Nos urge señalar a los responsables de la crisis climática y nombrar las complejidades de la realidad de la que tomaremos el relevo. Se precisa hablar de ecocidio, de injusticia y de los crímenes cometidos hacia la misma Tierra que nos mantiene con vida. No hablamos de un mero cambio en el clima global, no son nuestros términos. Hablamos en términos de crisis, de colapso, de disrupción, de conflictos, de guerras, de hambrunas, de desplazamientos masivos y de extinción. El vocabulario presente no puede ser moderado, debe ser preciso. Desde la perspectiva de ser de las generaciones futuras, denunciamos nuestra herencia: un entorno natural destrozado y un sistema social quebrado.

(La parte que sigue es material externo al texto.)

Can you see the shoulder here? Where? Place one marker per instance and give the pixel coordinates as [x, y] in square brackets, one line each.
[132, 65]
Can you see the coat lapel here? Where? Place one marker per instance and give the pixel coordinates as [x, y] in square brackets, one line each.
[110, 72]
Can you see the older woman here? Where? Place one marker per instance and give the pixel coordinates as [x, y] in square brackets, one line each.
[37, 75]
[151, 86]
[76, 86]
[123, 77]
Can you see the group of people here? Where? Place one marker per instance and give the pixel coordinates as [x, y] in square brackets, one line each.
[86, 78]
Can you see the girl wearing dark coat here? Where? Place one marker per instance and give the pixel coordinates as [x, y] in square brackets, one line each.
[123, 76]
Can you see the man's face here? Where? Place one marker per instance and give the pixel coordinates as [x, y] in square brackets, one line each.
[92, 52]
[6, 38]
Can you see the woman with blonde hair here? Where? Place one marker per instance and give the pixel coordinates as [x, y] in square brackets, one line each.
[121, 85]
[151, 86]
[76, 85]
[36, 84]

Aún se percibe el medio ambiente como una entidad natural etérea y lejana de la cual no dependemos, a la vez que se concibe su desestabilización inducido por acción humana y su consecuente colapso como una amenaza futura y ajena. Pero la realidad es la opuesta en ambas cuestiones: el cambio climático es una realidad actual y nadie se exime de sus efectos. Sin embargo, desde esta óptica, se critica a este movimiento bajo el calificativo de catastrofista, fatalista o alarmista. Aquí no se equivocan. La situación actual exige hablar en esos términos. Exige que la crisis ecológica se nombre exactamente como lo que es: una emergencia global.

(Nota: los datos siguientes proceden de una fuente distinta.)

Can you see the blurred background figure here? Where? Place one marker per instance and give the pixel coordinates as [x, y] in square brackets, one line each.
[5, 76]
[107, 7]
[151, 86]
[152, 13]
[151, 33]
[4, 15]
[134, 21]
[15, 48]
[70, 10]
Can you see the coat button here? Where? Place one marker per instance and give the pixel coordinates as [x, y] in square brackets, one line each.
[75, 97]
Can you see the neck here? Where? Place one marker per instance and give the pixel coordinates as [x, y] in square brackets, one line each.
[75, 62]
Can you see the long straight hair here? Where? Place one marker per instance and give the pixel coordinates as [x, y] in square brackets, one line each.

Podrán advertirnos del peligro que orbita en torno a los discursos alarmistas, predicando que conducen inevitablemente a la desesperación y a la inactividad. Pero evitan admitir que ya nos encontramos inmersos en un estado de aquiescente inactividad climática. En el Norte Global, vivimos en total y absoluta complacencia con la actual configuración de nuestro sustento de vida, y somos conscientemente ciegos frente a los impactos que ocasiona. Somos dóciles e indulgentes ante el sistema. Esta pasividad es lo que precisamente, durante décadas, ha permitido que la maquinaria capitalista tomase las riendas de nuestra existencia, terminando por desencadenar la crisis climática que, incluso a día de hoy, se excluye de la agenda social como prioridad.
El negacionismo, la ignorancia, la pasividad, el optimismo tecnologicista, el carpe diem, suponen un peligro infinitamente mayor que el estado de alarma que nos pueda inducir el reconocer y asumir que nos han prometido un futuro que no se va materializar.

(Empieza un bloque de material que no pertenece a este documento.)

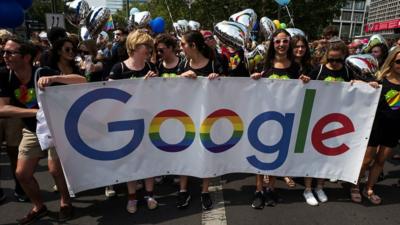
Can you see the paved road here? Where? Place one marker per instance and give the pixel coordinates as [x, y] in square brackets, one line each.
[93, 208]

Para mi generación no corresponden las normas y expectativas de las generaciones anteriores. Nos han educado para la consecución de ciertos objetivos socio-económicos que son obsoletos. ¿Qué utilidad tiene una titulación superior académica, un buen CV, oportunidades en el mercado laboral o un buen salario, dentro de un sistema que está encaminado al colapso? ¿Por qué apostaríamos por invertir nuestro tiempo en la producción y obtención de capital, si perderá todo su valor cuando se derrumbe el actual sistema de servicios y no haya recursos para comprar?
No es fácil levantarse todas las mañanas a la espera del colapso inminente. Vivir en estado de alarma permanente es asfixiante; verdaderamente asimilar la gravedad del presente requiere un refuerzo psicoemocional del que, por norma general, no disponemos. Se trata, por tanto, de aprender a aceptar y comprender la complejidad de la crisis que se nos viene encima. De saber acoger el colapso como una realidad actual, no futura. Y de agarrar esa desesperación de raíz y transformarla en acción.
Es un momento muy crítico como para dar falsas esperanzas, soluciones vacías y callejones sin salida. Si nuestro objetivo es sobrevivir (junto a las demás especies que aún no habremos extinguido), tendremos que apostar por una transición socio-ambiental mucho más drástica y mucho más ambiciosa que la trayectoria que nos precede: una infructuosa sucesión de cumbres internacionales y pactos inertes por la reducción de emisiones, infinitos intentos de sostenibilidad corporativa que fracasan por definición, políticas verdes que continúan legitimando el productivismo frenético, y cualquier otra pretensión banal de 'enverdecer' nuestro sustento de vida dentro de este sistema devorador.
En #FridaysForFuture, solemos decir que la faceta más reconocida, la de la movilización y la huelga escolar, es sólo nuestra herramienta más “macro”, más global. A través de las movilizaciones sociales no violentas, perseguimos la visibilización de la crisis climática y el colapso ecológico como conflictos sociales de máxima prioridad.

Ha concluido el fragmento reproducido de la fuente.